What I don't know is whether or not Nielsen's screening process prevents outliers from being either PPM carriers (in the top 50 markets) or diarykeepers. Usually, if a household is chosen, all members in that household are participants. (They don't like to tell any of us how they go about that.)
Yes, they do. Recruiting is at the household level. Someone in a "dwelling unit" (can be a family of several people sharing a residence) is the team leader and makes the agreement that everyone in the household will participate. Meters are sent, and everyone must use them. If anyone does not, the leader is warned that the individual in question is not carrying the meter. If that meter does not come back into compliance, the whole unit is dropped. Credits good for "rewards" are based on full compliance, and the better the group participates (no skipped days, etc.) the more they can earn.

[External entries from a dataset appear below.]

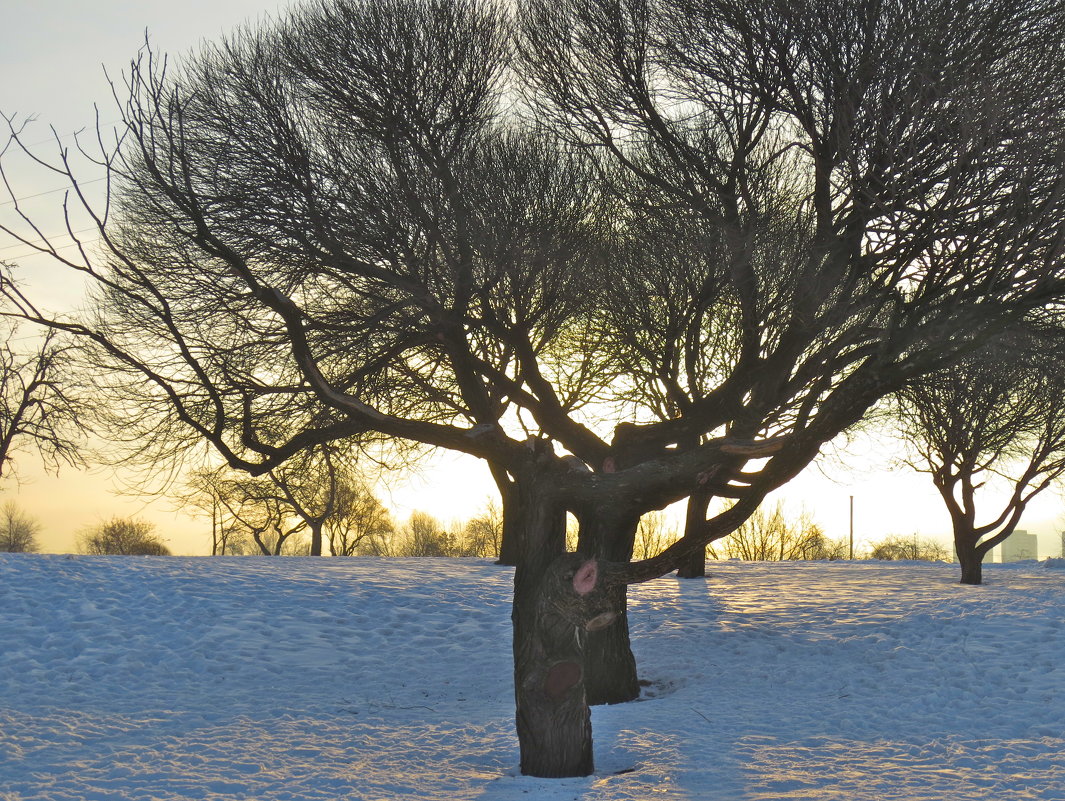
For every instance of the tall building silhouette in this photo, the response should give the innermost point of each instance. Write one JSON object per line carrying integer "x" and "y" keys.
{"x": 1020, "y": 545}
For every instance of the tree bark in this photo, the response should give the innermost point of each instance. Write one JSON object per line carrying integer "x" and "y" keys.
{"x": 610, "y": 673}
{"x": 971, "y": 559}
{"x": 510, "y": 546}
{"x": 693, "y": 567}
{"x": 550, "y": 609}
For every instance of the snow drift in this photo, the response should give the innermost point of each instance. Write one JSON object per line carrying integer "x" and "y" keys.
{"x": 364, "y": 679}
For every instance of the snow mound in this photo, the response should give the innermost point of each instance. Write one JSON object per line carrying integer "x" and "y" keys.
{"x": 295, "y": 680}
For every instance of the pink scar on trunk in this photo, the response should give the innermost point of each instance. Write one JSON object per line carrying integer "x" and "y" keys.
{"x": 584, "y": 579}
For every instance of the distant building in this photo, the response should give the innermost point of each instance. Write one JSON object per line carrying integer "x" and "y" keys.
{"x": 1019, "y": 545}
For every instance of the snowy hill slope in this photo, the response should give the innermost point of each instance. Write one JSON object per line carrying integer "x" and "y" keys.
{"x": 367, "y": 679}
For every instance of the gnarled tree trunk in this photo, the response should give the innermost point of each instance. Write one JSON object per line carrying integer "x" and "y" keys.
{"x": 610, "y": 676}
{"x": 970, "y": 556}
{"x": 556, "y": 597}
{"x": 510, "y": 546}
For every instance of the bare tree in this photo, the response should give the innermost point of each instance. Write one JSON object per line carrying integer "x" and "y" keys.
{"x": 359, "y": 524}
{"x": 38, "y": 409}
{"x": 208, "y": 491}
{"x": 913, "y": 549}
{"x": 18, "y": 532}
{"x": 345, "y": 226}
{"x": 653, "y": 535}
{"x": 770, "y": 536}
{"x": 996, "y": 418}
{"x": 123, "y": 537}
{"x": 482, "y": 534}
{"x": 425, "y": 536}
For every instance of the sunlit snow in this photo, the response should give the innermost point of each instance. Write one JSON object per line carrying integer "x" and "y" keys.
{"x": 374, "y": 680}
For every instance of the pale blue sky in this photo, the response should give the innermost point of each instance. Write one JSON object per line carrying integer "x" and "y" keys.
{"x": 52, "y": 54}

And Nielsen has made a big deal out of the PPM "hearing" listener exposure that may have been ignored under the diary system. Wouldn't that have a skewing effect similar to an outlier carrying the device?
No.
First, by "outliers" I meant "people who don't have the listening habits of the larger majority... because that group has gone to new media predominantly. So they are members
outside of the target of certain stations who listen anyway. Those stations generally don't target, research or program to those people, but they get them because the core younger demo members are not using much radio.
Those numbers are shares, and a 3 or 4 share in 18-34 today is, in rating, about 15% of what it was 20 years ago.
The "phantom cume" (the term we used pre-PPM) was made up of secondary listening choices. A listener might write in a diary about their two or three favorite stations, but not write in those occasional "alternative choice" stations as they were not top of mind when filling in the diary. A classic case would have been someone in LA in 1999 who put on KFWB a moment when they got in their car to get the traffic before putting on Stern or Rick Dees or whomever on their "favorite" station; that never got written into the diary.
I also noted somewhere on RD in the past week or so that the migration of the old "auditorium testing" for music to online has made it difficult to detect the outliers. In fact, I believe it was David who posted that.
Outliers are detectable by charting all the respondents; people who are generally outside the normal range are visible. It is harder, but still very doable.
So I think you have brought up a valid point in terms of ratings accuracy, Flip. It may be within the margin of error, but what if it isn't?
In seeing several 6+ numbers this evening, I notice that nobody is taking into account that a station going from 8.0 to 7.2 is well within the normal wobble of a sample of that size. That is why nobody actually in radio looks at just two months. We like to look at 4, 5, 6 months in our core.
A good thing about Lance's ratings summaries is that he covers more months. Oh, and he gets the formats much more accurately than some of the sources.